Sehr geehrte Frau Kabata,

die GRÜNE internationale offene Liste bittet Sie, folgende Anfrage auf die Tagesordnung der Integrationsratssitzung am 20. Mai 2015 zu nehmen und durch die Verwaltung beantworten zu lassen:

1. Werden Neubürger*innen aus dem Ausland bei der Anmeldung ihres Wohnsitzes bei der Meldebehörde darüber aufgeklärt, dass sie bei Angabe der Religionszugehörigkeit kirchen- / kultussteuerpflichtig werden? Sowie über den geltenden Steuersatz und die Konsequenzen einer Nicht-Angabe? 

2. Wie viele Düsseldorfer Bürger*innen ausländischer Staatsangehörigkeit sind kultus- / kirchensteuerpflichtig (absolut und prozentual)?

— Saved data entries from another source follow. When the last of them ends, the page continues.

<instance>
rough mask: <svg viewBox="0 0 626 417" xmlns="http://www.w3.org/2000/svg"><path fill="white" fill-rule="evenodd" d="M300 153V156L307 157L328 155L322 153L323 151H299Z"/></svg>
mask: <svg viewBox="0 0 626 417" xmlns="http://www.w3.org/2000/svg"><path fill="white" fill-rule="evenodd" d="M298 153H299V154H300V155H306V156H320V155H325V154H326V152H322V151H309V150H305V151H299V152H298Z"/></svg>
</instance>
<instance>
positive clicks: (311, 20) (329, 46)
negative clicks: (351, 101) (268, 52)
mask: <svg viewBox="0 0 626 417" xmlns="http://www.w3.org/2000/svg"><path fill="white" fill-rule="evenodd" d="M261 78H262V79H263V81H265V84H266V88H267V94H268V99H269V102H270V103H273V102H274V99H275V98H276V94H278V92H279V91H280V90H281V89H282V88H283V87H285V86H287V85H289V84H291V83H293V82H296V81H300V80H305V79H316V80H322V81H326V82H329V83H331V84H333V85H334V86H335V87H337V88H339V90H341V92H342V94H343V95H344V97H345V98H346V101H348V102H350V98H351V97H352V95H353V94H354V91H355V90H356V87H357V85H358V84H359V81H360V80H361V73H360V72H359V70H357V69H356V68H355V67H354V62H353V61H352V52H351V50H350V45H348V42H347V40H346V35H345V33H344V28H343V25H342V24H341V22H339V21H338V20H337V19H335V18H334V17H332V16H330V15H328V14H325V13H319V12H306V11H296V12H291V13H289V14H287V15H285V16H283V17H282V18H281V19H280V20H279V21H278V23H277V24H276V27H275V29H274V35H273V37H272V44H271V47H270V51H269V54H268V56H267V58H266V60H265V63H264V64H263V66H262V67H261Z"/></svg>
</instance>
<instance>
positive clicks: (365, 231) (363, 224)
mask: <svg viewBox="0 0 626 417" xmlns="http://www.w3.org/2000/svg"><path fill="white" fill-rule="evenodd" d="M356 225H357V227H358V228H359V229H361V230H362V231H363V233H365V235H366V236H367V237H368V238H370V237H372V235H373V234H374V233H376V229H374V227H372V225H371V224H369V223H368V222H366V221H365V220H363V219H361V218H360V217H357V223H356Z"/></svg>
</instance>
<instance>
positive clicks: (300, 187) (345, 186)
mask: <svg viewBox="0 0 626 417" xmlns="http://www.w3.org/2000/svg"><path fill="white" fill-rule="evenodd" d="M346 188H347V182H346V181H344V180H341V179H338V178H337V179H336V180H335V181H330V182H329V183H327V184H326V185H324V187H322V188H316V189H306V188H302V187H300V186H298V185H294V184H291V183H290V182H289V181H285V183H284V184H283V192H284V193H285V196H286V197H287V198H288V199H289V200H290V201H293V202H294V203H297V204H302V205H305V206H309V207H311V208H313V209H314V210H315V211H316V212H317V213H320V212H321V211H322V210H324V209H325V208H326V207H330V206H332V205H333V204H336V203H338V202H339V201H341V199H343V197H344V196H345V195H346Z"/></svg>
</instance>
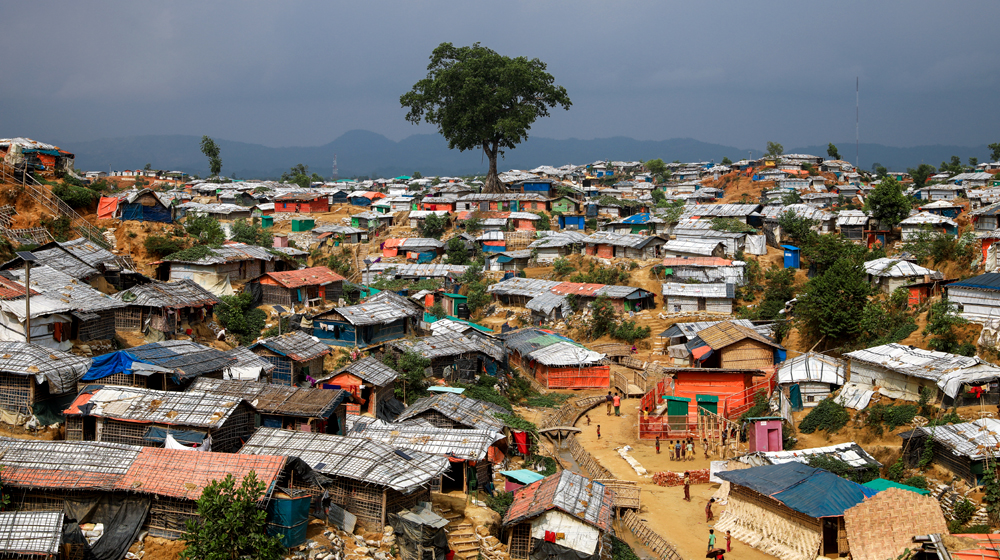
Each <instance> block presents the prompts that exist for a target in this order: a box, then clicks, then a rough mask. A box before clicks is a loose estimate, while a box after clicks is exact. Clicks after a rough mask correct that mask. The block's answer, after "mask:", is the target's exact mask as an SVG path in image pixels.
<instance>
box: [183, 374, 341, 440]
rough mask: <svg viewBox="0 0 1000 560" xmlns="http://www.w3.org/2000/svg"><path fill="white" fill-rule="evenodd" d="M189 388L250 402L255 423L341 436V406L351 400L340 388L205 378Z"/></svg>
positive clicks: (269, 425) (269, 427) (304, 430)
mask: <svg viewBox="0 0 1000 560" xmlns="http://www.w3.org/2000/svg"><path fill="white" fill-rule="evenodd" d="M188 391H192V392H202V393H209V394H212V395H219V396H223V397H231V398H234V399H242V400H245V401H246V402H248V403H253V407H254V409H256V411H257V416H258V417H259V422H258V423H259V424H260V425H261V426H264V427H267V428H286V429H289V430H301V431H303V432H317V433H321V434H337V435H344V432H345V427H346V425H347V424H346V421H347V408H346V407H345V406H343V405H344V403H347V402H350V401H351V399H352V397H351V394H350V393H348V392H347V391H343V390H336V389H319V388H312V387H289V386H287V385H272V384H270V383H262V382H260V381H240V380H236V379H211V378H207V377H201V378H198V379H197V380H195V382H194V383H192V384H191V386H190V387H189V388H188Z"/></svg>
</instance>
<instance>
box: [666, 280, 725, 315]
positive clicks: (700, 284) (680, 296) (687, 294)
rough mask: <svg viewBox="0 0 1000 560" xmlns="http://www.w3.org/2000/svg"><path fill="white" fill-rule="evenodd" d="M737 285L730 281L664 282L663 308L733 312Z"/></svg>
mask: <svg viewBox="0 0 1000 560" xmlns="http://www.w3.org/2000/svg"><path fill="white" fill-rule="evenodd" d="M735 297H736V286H735V285H733V284H729V283H714V284H682V283H678V282H664V283H663V308H664V309H665V310H666V311H667V312H668V313H696V312H699V311H702V312H706V313H724V314H726V315H731V314H732V312H733V299H734V298H735Z"/></svg>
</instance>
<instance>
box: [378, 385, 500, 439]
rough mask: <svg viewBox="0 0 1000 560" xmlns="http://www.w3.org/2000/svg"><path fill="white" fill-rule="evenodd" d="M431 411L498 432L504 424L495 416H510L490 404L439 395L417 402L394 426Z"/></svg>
mask: <svg viewBox="0 0 1000 560" xmlns="http://www.w3.org/2000/svg"><path fill="white" fill-rule="evenodd" d="M429 410H433V411H436V412H439V413H441V414H443V415H445V416H447V417H448V418H449V419H451V420H453V421H455V422H458V423H459V424H463V425H466V426H470V427H472V428H474V429H477V430H486V431H490V432H499V431H502V430H503V429H504V426H505V424H504V423H503V421H502V420H500V419H499V418H497V416H496V415H497V414H510V411H509V410H507V409H505V408H503V407H501V406H499V405H495V404H493V403H491V402H486V401H481V400H477V399H473V398H469V397H465V396H462V395H457V394H455V393H440V394H437V395H431V396H429V397H424V398H422V399H419V400H417V401H416V402H414V403H413V404H411V405H410V406H408V407H406V410H404V411H403V413H402V414H400V415H399V417H398V418H396V422H395V424H393V425H396V424H403V423H405V422H406V421H408V420H410V419H414V418H417V417H419V416H420V415H421V414H423V413H425V412H427V411H429Z"/></svg>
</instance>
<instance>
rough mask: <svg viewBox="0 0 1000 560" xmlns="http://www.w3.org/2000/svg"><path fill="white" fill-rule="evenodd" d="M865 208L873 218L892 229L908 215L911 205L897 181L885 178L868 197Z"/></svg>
mask: <svg viewBox="0 0 1000 560" xmlns="http://www.w3.org/2000/svg"><path fill="white" fill-rule="evenodd" d="M865 207H866V208H867V210H868V211H869V212H871V215H872V217H873V218H875V219H876V220H878V221H880V222H882V223H883V224H885V225H887V226H889V227H890V228H892V227H896V225H897V224H899V222H901V221H903V220H905V219H906V217H907V216H909V215H910V209H911V208H912V205H911V204H910V199H908V198H907V197H906V195H904V194H903V187H902V186H901V185H900V184H899V181H897V180H896V178H895V177H891V176H887V177H885V178H884V179H882V182H881V183H879V184H878V186H876V187H875V189H873V190H872V192H871V194H869V195H868V200H867V201H865Z"/></svg>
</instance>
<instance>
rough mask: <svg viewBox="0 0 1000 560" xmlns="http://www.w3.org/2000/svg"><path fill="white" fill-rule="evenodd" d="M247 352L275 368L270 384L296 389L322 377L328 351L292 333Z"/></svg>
mask: <svg viewBox="0 0 1000 560" xmlns="http://www.w3.org/2000/svg"><path fill="white" fill-rule="evenodd" d="M250 351H252V352H253V353H254V354H257V355H258V356H260V357H262V358H264V359H265V360H267V361H269V362H271V363H272V364H274V365H275V369H274V371H272V372H271V379H270V382H271V383H274V384H276V385H291V386H298V385H300V384H301V383H303V382H305V381H306V380H307V379H308V378H310V377H313V376H317V375H321V374H322V373H323V357H324V356H326V355H327V354H329V353H330V352H331V350H330V347H329V346H327V345H325V344H323V343H321V342H319V341H317V340H316V339H315V338H314V337H311V336H309V335H308V334H306V333H304V332H302V331H292V332H290V333H286V334H283V335H280V336H272V337H270V338H265V339H263V340H259V341H257V342H255V343H254V344H253V345H252V346H250Z"/></svg>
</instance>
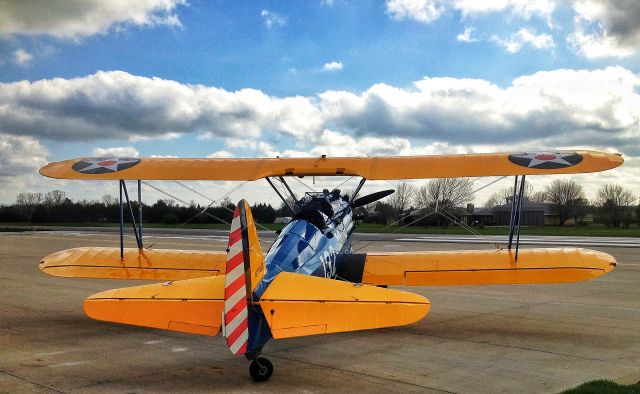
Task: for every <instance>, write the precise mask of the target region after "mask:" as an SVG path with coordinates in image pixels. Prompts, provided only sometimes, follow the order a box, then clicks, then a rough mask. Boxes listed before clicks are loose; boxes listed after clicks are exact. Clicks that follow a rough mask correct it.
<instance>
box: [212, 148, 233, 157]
mask: <svg viewBox="0 0 640 394" xmlns="http://www.w3.org/2000/svg"><path fill="white" fill-rule="evenodd" d="M207 157H208V158H211V159H228V158H231V157H235V155H234V154H233V153H232V152H229V151H228V150H219V151H216V152H213V153H212V154H210V155H209V156H207Z"/></svg>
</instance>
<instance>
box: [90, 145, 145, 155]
mask: <svg viewBox="0 0 640 394" xmlns="http://www.w3.org/2000/svg"><path fill="white" fill-rule="evenodd" d="M91 154H92V155H93V156H95V157H138V156H140V152H138V150H137V149H136V148H134V147H133V146H119V147H113V148H93V152H92V153H91Z"/></svg>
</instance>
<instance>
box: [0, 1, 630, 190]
mask: <svg viewBox="0 0 640 394" xmlns="http://www.w3.org/2000/svg"><path fill="white" fill-rule="evenodd" d="M639 14H640V6H638V4H637V3H636V2H634V1H624V0H617V1H613V2H604V1H599V0H575V1H568V2H567V1H554V0H535V1H522V0H492V1H485V2H475V1H469V0H452V1H439V0H388V1H346V0H333V1H326V0H325V1H258V0H254V1H206V2H205V1H195V0H192V1H189V2H186V1H181V0H149V1H147V2H138V3H136V4H135V5H131V3H127V2H124V1H122V2H121V1H111V2H100V1H84V2H81V1H69V2H66V3H57V2H51V3H49V2H37V1H33V2H32V1H24V2H12V1H6V0H0V15H1V16H0V82H1V83H2V85H0V158H1V159H0V167H4V170H2V171H0V176H1V177H2V178H3V181H4V182H5V183H6V184H7V185H14V187H12V188H7V190H6V191H3V192H0V201H3V202H7V201H12V200H13V199H14V198H15V193H16V190H43V191H44V190H50V189H51V188H52V187H56V183H55V182H52V181H48V180H42V179H41V178H39V177H38V176H37V175H35V174H34V173H35V171H34V170H35V169H37V167H38V166H40V165H42V164H43V163H45V162H47V161H54V160H62V159H66V158H70V157H79V156H91V155H97V154H100V155H136V156H152V155H164V156H169V155H170V156H180V157H206V156H213V157H243V156H265V157H269V156H275V155H288V156H301V155H316V154H322V153H327V154H330V155H376V154H403V155H404V154H437V153H465V152H483V151H495V150H534V149H535V150H538V149H556V148H590V149H601V150H609V151H619V152H622V153H623V154H624V155H625V157H626V158H627V164H626V165H625V167H624V169H622V170H620V171H617V172H616V175H613V176H598V175H592V176H590V177H585V178H584V179H583V182H584V184H585V186H586V187H587V189H588V191H589V192H590V193H591V194H594V193H595V190H596V189H597V187H598V186H599V185H601V184H602V183H603V182H606V181H607V180H611V179H613V180H614V181H619V182H624V183H626V184H628V185H629V186H630V187H632V188H634V191H635V192H636V193H640V184H639V183H638V181H637V175H638V168H639V165H638V159H637V157H638V156H640V145H639V143H638V138H639V137H640V130H639V127H640V126H639V122H640V109H639V108H640V106H639V105H638V104H639V103H640V87H639V86H640V82H639V81H640V77H639V75H638V74H639V73H640V56H639V52H640V51H638V48H639V44H640V16H639ZM634 178H635V180H634ZM544 184H545V183H544V182H542V183H540V187H542V186H544ZM64 185H65V186H64V187H67V188H68V190H66V191H67V192H68V193H69V194H70V195H71V196H72V197H75V198H79V197H80V196H83V197H84V196H89V197H90V198H99V197H100V195H99V193H100V192H101V189H99V188H97V187H96V186H95V185H94V184H84V183H83V184H80V185H70V184H68V183H65V184H64ZM203 187H206V186H203ZM225 187H226V186H225ZM480 202H481V201H480Z"/></svg>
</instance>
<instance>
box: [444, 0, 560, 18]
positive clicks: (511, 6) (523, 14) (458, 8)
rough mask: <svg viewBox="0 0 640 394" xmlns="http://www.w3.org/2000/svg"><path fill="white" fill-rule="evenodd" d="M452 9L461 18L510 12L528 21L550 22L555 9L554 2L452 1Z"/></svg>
mask: <svg viewBox="0 0 640 394" xmlns="http://www.w3.org/2000/svg"><path fill="white" fill-rule="evenodd" d="M453 7H454V8H455V9H457V10H459V11H460V12H461V13H462V15H463V16H475V15H481V14H487V13H492V12H505V11H507V12H510V13H512V14H513V15H516V16H519V17H522V18H525V19H530V18H531V17H532V16H534V15H535V16H539V17H541V18H543V19H545V20H547V21H551V16H552V15H553V12H554V11H555V9H556V1H555V0H485V1H476V0H454V1H453Z"/></svg>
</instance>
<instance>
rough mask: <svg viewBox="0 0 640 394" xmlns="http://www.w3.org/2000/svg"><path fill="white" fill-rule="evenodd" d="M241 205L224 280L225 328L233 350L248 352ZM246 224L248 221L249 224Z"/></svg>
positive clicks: (225, 331)
mask: <svg viewBox="0 0 640 394" xmlns="http://www.w3.org/2000/svg"><path fill="white" fill-rule="evenodd" d="M240 205H242V202H241V204H238V206H237V207H236V210H235V212H234V213H233V221H232V222H231V231H230V232H229V244H228V246H227V248H228V252H227V267H226V270H225V281H224V286H225V287H224V328H225V330H224V332H225V336H226V339H227V345H229V349H230V350H231V353H233V354H245V353H246V352H247V346H248V343H249V314H248V309H247V284H246V273H245V272H246V265H245V253H244V247H243V236H242V230H243V229H242V227H243V224H242V220H241V216H243V215H241V214H240ZM245 226H246V224H245Z"/></svg>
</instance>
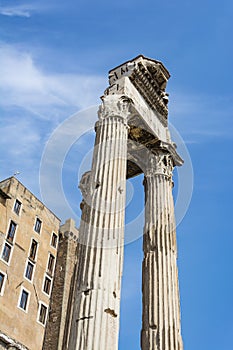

3. Wie viele Kirchenaustritte von Düsseldorfer Bürger*innen ausländischer Staatsangehörigkeit hat das Amtsgericht Düsseldorf seit 2010 genehmigt (aufgeteilt nach Jahren)? Wie stehen diese Zahlen in Relation zu den Austritten von Düsseldorfer Bürger*innen deutscher Staatsangehörigkeit?


Sachdarstellung
Bei der Anmeldung beim Bürgeramt scheinen Neubürger*innen, die aus dem Ausland zugewandert sind, nicht darüber aufgeklärt zu werden, dass sie mit der Angabe ihrer Religionszugehörigkeit dem Finanzamt als kirchen- / kultussteuerpflichtig gemeldet werden.

Der staatliche Steuereinzug für Religions- und Weltanschauungsgemeinschaften ist eine deutsche Besonderheit. Menschen aus dem Ausland ist diese Besonderheit in den überwiegenden Fällen nicht bekannt. Bei der Abfrage der meldepflichtigen Daten geben sie häufig eine Religionszugehörigkeit an, ohne zu wissen, dass sie damit kultus- / kirchensteuerpflichtig werden.

Zusätzlich ist der Vorgang des Kirchenaustritts mit hohem bürokratischem Aufwand verbunden, viele Betroffene empfinden diesen durch Informationsmangel verursachter Aufwand als ungerecht.